This movie star's death stings me, haunts me. Perhaps it's because I've know so many actors like him in my twenty-eight years in the movie business. I understand what they have to bear -- the loneliness and the artistic demands along with size of your face when it's projected on the immense screen. The inner pain and shadow that you must carry with you is hard to imagine, as is the recognition that for some, the weight of all that is just too much.

Comics know this as well as anybody -- the weight of the shadow.

But sometimes the universe acts like a stern parent delivering a flash of deadly lightning, thereby defining the boundaries by shadows and confirming that life is scary and short.

A crowd estimated in the hundreds gathered around the street outside Ledger's apartment building, mixing with reporters, bloggers, and citizen journalists with cell phone cameras jostling for a better view. But of what? It was all macabre and indecent, reminiscent of the unwashed masses that gathered at the guillotine hoping to see the heads of aristocrats roll.

Those people who should be ashamed of themselves gathered for a simple reason: they wanted an explanation for sudden and unexpected death. In that, there is something human.

Meanwhile, this morning, the rains came to Hollywood and life goes on. A leaky pipe forced me to call the plumber. The chipper voice at the other end said, "Rabonov Plumbing. This is Beth. How can I make you smile today?"

Without missing a beat, I said, "Bring back Heath Ledger."

After a long pause, Beth sighed, "Oh my god."

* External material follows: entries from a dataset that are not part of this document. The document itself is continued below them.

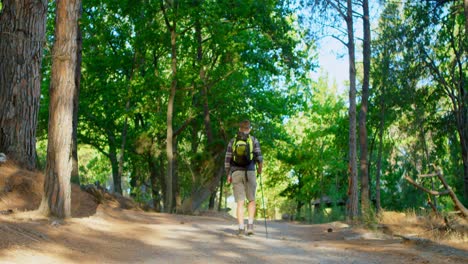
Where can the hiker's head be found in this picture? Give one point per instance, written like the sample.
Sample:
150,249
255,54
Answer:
244,126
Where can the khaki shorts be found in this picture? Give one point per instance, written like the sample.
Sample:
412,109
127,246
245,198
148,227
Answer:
242,187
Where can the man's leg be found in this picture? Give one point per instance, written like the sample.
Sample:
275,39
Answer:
240,214
251,209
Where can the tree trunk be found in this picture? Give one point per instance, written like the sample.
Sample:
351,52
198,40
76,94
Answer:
352,206
22,38
465,8
116,181
365,204
380,150
75,176
169,197
154,179
56,199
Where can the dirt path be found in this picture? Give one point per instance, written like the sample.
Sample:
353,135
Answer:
122,236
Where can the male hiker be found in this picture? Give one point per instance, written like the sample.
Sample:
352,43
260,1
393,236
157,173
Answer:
243,153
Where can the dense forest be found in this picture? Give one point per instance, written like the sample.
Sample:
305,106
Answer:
143,96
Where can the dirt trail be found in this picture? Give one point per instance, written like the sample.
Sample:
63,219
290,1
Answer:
101,231
127,236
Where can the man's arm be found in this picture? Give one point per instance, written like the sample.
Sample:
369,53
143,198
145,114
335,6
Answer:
258,156
227,161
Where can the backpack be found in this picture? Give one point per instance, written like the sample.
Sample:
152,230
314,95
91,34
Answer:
242,150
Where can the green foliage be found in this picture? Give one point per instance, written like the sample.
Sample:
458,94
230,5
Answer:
251,59
94,167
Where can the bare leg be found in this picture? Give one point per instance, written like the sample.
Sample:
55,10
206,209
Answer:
251,209
240,212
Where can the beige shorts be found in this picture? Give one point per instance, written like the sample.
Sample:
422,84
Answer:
242,187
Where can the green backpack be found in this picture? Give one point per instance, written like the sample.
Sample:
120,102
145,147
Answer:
242,150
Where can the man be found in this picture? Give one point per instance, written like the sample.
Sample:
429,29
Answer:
242,176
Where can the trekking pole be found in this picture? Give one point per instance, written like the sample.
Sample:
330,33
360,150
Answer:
263,202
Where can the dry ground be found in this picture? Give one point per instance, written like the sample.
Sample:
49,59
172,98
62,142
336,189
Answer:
108,233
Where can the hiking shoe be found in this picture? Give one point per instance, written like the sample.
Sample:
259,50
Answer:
250,229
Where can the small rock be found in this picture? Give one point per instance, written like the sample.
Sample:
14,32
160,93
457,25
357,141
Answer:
2,158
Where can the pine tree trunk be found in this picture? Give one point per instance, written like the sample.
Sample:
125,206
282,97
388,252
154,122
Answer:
75,176
57,192
353,184
365,204
168,201
22,38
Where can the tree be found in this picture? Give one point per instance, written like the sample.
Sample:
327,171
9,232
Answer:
364,164
22,37
56,199
343,12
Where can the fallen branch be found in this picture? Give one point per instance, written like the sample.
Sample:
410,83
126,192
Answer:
447,191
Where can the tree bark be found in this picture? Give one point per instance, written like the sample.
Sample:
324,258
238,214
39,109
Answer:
56,199
22,38
75,176
168,201
365,204
353,200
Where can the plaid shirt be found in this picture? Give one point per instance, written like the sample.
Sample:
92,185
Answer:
257,157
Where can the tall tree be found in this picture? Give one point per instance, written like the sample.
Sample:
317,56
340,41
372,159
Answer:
353,199
75,177
22,38
170,141
56,199
364,165
343,11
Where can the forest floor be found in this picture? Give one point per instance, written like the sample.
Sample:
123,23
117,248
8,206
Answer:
115,230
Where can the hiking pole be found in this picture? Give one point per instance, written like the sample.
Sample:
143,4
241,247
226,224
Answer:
263,202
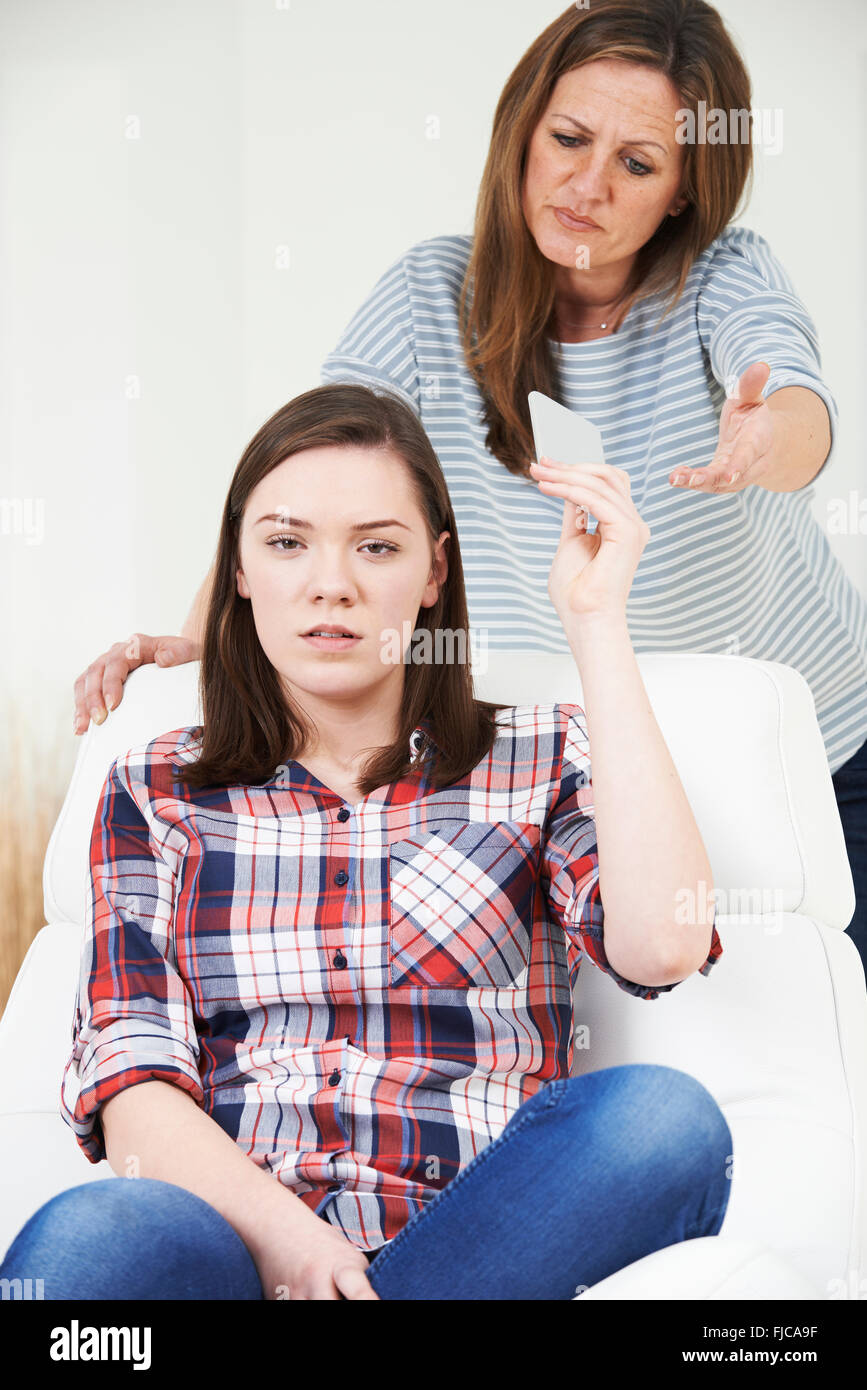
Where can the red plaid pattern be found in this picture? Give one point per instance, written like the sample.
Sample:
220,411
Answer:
360,995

Like so many people, Beth was unable to really digest tragedy without a Mickey Mouse voice or Dawson's Creek piano music and strings soundtrack. You couldn't really make me smile, Beth. Don't worry about it.

Life is deeply unexplainable and profoundly sad sometimes, despite what TMZ and the other media outlets want us to think. There is nothing to think, only to feel. What we might come to realize is that we are not armor-clad or impervious to life's punches, or to the degradations of time.

Most of us never met Heath Ledger, but we feel his loss, partly because we bond to those outsized talents on the big screen in the same way that we connect to a stranger crying on a public bus or at a Starbucks.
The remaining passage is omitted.